Cuomo this week said some hospitals are designated as COVID-19 only, but the state has not released any details on them.

And others want the state to at least test everyone in every nursing facility for coronavirus. Dutchess County in the Hudson Valley said it will look to test all residents at its 13 homes.

“We have seen the ravaging toll COVID-19 has taken on nursing homes throughout our nation, and we are taking proactive steps to ensure we save lives,” said Dutchess County Executive Marc Molinaro, whose father recently died from the virus.

How nursing homes are testing, staffing during COVID-19 pandemic

In Maryland, Gov. Larry Hogan enacted an executive order on Wednesday requiring universal testing of all residents and staff at Maryland nursing homes, regardless of whether they are symptomatic.
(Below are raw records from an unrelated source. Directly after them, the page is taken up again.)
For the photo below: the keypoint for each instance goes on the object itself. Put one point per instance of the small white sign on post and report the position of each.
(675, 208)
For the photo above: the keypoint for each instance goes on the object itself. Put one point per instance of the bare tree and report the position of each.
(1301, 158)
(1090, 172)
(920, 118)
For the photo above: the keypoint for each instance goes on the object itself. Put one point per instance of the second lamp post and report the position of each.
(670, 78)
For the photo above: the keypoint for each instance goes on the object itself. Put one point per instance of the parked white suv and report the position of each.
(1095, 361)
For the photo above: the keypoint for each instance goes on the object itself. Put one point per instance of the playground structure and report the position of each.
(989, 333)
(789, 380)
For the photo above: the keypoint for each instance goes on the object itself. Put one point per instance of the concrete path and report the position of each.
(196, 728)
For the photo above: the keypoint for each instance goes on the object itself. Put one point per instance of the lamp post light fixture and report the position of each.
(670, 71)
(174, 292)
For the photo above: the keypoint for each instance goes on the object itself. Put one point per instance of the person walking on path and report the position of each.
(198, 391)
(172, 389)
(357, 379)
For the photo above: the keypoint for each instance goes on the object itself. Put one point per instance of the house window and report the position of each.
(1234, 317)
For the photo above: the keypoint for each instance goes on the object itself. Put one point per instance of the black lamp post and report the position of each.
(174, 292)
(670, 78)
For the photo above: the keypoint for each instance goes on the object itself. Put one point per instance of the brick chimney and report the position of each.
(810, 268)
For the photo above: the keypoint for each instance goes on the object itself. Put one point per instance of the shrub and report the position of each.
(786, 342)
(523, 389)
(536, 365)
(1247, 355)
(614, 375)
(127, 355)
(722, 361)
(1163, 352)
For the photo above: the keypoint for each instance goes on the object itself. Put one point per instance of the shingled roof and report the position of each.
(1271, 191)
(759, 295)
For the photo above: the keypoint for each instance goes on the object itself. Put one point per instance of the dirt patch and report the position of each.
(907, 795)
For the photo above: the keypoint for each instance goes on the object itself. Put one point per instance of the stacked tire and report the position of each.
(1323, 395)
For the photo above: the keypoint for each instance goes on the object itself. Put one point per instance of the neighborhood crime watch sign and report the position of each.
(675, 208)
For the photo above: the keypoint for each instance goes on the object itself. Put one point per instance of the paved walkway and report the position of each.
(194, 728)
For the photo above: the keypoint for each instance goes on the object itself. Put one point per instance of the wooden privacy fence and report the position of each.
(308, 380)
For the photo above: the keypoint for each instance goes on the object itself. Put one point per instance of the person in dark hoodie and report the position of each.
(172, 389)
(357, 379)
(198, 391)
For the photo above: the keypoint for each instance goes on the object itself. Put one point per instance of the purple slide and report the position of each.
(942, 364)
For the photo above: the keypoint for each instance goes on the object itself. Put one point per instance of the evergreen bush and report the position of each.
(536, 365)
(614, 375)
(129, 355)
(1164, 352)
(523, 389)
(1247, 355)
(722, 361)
Nursing home outbreaks represent 19% of all total positive cases in Maryland and 46% of all deaths. There have been outbreaks or clusters of cases at 278 different facilities across the state, including 4,011 confirmed cases at 143 different Maryland nursing homes.

“Even when best practices and care is in place, this virus may still be transmitted by asymptomatic staff, meaning that every patient interaction comes with some risk,” Hogan said at a press briefing.

Impacted facilities are also required to provide regular updates to their residents, resident representatives and staff regarding COVID-19 infections, a measure that New York officials required this month amid calls for improved transparency.

Under the executive order, any nursing home staff who test positive will be immediately discharged into isolation. It will also be mandatory for facilities to cooperate with strike teams deployed by the state.

The strike teams will be supplemented with newly-created “bridge teams,” which will provide emergency clinical staffing to facilities in crisis.

Meanwhile, New York on Wednesday revised guidelines preventing COVID-19 positive nursing home employees who are asymptomatic from returning to work for 14 days from the first positive test date.

Previously, the workers could return in seven days based on Centers for Disease Control and Prevention guidance, according to a letter issued by the health commissioner.

Health experts asserted improved testing and clearer guidance on isolation will be key to limiting the death toll in nursing homes.

As the virus is spreading, it is very hard to know what the threshold for stopping admissions should be particularly if adequate COVID-19 testing is not available for residents and staff, said Summer Johnson McGee, the dean of the School of Health Sciences at the University of New Haven in West Haven, Conn.

But McGee believes if new admissions were stopped after the first positive case was identified, it may have given facilities better ability to contain its spread.

“Many facilities are at 100% capacity, which means there were no beds to create isolation units,” she said.

“Nursing homes should be working to create excess beds to be able to isolate healthy patients in local hotels or surge capacity venues.”

Tania Savayan of the Journal News in New York contributed to this report.